By stripping away unnecessary forms for Clover™, FDGL and Sage Pay merchants, and making it easier and quicker to accurately fill in the remaining documentation, the new system has significantly shortened the compliance journey for merchants. In doing so, it has helped to save them a considerable amount of time.
Risk has been significantly reduced for AIB Merchant Services. By fast-tracking customers deemed as being at little or no risk from data breaches, the organisation can devote more time and resources towards supporting the most vulnerable merchants in protecting their businesses.
In addition, Call Handling Time from the Sysnet helpdesk has been reduced by more than 50 per cent. “The response from our merchant customers on the new-look portal has been overwhelmingly positive,” added Andrew McCarroll, PCI Compliance Manager for AIB Merchant Services.
“Our customers now have a quick, straightforward tool that gives them all of the information they need to maintain optimum compliance with PCI DSS, freeing them up to devote more time to make their businesses a success.”
Following the success of the new Sysnet.air solution, AIB Merchant Services is now working with Sysnet to provide their merchant customers with a new managed security service, which is due to be launched in the next few months. This service will help merchants further strengthen their protections against cyber threats by identifying the most appropriate security tools for their particular business type and structure.

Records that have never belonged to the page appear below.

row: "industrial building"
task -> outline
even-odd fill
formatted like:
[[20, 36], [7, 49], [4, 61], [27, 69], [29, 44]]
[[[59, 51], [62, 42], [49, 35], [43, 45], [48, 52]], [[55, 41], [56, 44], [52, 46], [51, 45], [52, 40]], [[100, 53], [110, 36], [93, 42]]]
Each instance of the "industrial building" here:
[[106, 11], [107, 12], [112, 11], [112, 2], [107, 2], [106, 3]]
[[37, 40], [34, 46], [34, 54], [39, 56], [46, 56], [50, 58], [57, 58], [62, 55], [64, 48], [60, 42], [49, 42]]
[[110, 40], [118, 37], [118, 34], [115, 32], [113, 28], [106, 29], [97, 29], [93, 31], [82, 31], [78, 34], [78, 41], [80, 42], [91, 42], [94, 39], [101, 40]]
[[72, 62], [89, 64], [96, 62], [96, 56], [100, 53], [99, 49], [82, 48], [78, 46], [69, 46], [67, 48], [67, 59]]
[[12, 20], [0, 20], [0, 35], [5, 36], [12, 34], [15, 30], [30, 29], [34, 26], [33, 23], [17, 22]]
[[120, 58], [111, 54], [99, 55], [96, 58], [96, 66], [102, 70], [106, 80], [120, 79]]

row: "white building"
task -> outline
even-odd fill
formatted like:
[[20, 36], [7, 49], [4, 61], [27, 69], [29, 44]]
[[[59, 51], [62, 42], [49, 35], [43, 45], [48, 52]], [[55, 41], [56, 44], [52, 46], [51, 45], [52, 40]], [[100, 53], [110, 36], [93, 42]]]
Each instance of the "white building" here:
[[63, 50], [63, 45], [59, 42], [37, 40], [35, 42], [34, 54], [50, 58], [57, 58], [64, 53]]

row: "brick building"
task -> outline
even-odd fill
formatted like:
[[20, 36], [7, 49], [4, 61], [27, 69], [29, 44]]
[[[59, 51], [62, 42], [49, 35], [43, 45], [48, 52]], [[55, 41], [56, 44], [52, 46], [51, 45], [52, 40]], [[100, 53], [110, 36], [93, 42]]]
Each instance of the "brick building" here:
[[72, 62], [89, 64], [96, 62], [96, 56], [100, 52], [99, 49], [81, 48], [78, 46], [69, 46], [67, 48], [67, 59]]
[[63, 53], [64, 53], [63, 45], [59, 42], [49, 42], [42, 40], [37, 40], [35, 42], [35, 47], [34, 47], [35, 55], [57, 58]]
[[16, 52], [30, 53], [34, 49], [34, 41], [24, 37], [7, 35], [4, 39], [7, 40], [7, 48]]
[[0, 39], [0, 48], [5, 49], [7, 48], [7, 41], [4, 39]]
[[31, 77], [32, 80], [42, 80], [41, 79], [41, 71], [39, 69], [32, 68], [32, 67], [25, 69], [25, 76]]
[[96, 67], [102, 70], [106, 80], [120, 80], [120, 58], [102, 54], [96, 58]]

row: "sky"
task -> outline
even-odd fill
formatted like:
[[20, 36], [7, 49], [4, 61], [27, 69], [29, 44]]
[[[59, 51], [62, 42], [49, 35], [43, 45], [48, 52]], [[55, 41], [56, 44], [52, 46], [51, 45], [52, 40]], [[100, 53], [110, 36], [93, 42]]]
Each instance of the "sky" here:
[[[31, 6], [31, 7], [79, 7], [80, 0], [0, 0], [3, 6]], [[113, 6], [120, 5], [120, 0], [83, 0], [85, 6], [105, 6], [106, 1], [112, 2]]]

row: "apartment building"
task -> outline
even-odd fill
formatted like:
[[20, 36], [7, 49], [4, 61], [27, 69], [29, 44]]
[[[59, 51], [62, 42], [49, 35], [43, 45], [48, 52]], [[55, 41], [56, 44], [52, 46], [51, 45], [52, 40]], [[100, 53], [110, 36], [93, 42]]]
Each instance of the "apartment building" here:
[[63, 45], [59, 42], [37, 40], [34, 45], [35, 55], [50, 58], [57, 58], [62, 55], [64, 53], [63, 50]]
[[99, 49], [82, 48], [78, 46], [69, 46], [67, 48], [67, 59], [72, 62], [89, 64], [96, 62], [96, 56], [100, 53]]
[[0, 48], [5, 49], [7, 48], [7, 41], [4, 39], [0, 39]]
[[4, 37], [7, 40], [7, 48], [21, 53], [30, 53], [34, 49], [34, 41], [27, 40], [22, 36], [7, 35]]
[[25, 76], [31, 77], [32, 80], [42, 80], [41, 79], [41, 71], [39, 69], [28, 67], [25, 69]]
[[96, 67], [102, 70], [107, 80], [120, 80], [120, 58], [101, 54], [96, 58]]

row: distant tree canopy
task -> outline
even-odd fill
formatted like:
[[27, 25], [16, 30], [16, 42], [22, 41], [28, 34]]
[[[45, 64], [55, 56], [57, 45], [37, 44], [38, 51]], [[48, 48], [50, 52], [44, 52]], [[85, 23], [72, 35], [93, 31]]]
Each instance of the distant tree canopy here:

Established in 1989, Sysnet Global Solutions provides payment card industry, cyber security and compliance solutions that help businesses to improve security and acquiring organisations to reduce risk. Specialising in data security and PCI DSS compliance validation solutions, Sysnet offers a range of services, including its award-winning, proprietary, cyber security and compliance management solution Sysnet.air®, to a wide variety of businesses including acquirers, ISOs, international banks, payment service providers and merchants. Headquartered in Dublin, Ireland, Sysnet has clients in more than 55 countries worldwide.